A developer stopped writing his own backlog items and built a system to do it instead. Andy Widjaja, an independent software builder who blogs at andywidjaja.com, spent roughly $110 a month on a pipeline that reviews his GitHub issues, breaks the oversized ones into smaller pieces, writes the code, runs the tests, and opens a pull request, all before he wakes up. Of his last 40 merged pull requests, 27 came out of the pipeline without him touching an editor.
The setup, which Widjaja calls autoloop, runs on a Hostinger VPS with two virtual CPUs and 8GB of memory, priced at $9.99 a month, alongside a $100 Claude Max 5x subscription. Three systemd timers fire at midnight, 2 a.m., and 4 a.m. UTC. No orchestration framework, queue service, or dashboard sits underneath it. Widjaja describes the whole thing as one configuration file.
Two models split the labor. A triage pass, run on Sonnet, checks each issue for clarity, estimates its size, and sets a priority. The cost per run is about ten cents. If an issue is too large, the system recursively splits it into ordered sub-issues so dependencies land in the right sequence. An implementation pass, run on Opus and costing roughly $1.50 per issue, picks the highest-priority item that is ready, opens a branch, writes the code against the repository’s existing context, runs the linter and test suite, and files the pull request. Widjaja puts the blended cost at $1.61 per merged issue.

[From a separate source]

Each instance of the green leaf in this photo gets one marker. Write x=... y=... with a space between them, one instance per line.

Failures get three retries with the error output fed back into the next attempt. An issue that still fails after that gets a “needs-human” label and stops moving through the pipeline automatically. Widjaja merges every pull request by hand from his phone, a deliberate checkpoint rather than an oversight.
The one hard boundary in the design is that the system cannot touch itself. The autoloop code and its configuration file are protected paths. Any issue that would change them routes straight to human review instead of the automated branch. Widjaja calls this “self-improvement without self-modification,” and it is the detail that separates the project from the looser claims made about fully autonomous coding agents over the past two years. A system that can rewrite its own supervision logic is a different risk profile than one that cannot, and Widjaja’s design forecloses that specific failure mode by policy rather than by hoping the model behaves.

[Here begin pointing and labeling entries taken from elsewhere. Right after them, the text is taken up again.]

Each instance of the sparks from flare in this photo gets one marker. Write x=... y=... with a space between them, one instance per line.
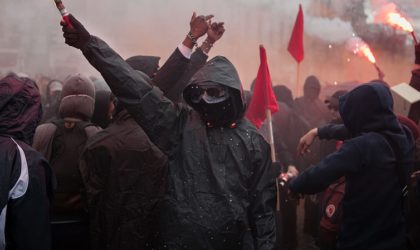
x=359 y=47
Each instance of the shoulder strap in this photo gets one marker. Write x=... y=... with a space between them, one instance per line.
x=17 y=191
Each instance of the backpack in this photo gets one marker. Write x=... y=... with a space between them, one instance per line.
x=62 y=143
x=332 y=207
x=17 y=191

The results come from one project: Patina, a Python codebase that now runs to 7,200 lines of application code backed by 9,200 lines of tests, built almost entirely through this loop. Those numbers are self-reported on Widjaja’s own blog, with no independent audit of the test coverage or code quality, and the claim applies to a single solo repository rather than a shared codebase with concurrent contributors.
Widjaja is direct about where the approach breaks down. He describes it as unsuited to “regulated environments, multi-team codebases” that need real rollback procedures and audit trails, and the entire model assumes one person is both the issue author and the final reviewer. His stated takeaway matters more than the dollar figure: “The bottleneck isn’t the model or the infrastructure. It’s the issue quality.” A vague issue produces a failed pull request regardless of which model wrote the code; a precise one with clear acceptance criteria tends to succeed.

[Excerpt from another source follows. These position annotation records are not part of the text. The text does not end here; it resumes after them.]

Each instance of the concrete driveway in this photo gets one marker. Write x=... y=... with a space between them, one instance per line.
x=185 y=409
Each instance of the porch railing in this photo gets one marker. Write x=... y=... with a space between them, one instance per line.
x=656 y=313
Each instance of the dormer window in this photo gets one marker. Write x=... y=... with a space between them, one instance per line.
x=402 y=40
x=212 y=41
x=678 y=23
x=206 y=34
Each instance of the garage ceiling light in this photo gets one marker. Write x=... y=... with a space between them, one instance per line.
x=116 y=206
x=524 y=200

That reframes what a $200-a-month coding-agent subscription is actually being tested against. Teams evaluating enterprise autonomous-coding platforms priced far above $110 a month should first check whether their own backlog is written with the specificity this pipeline requires, since the gating factor here was never subscription tier or compute budget.
Based on reporting from Andy Widjaja’s personal blog, andywidjaja.com, published July 14, 2026.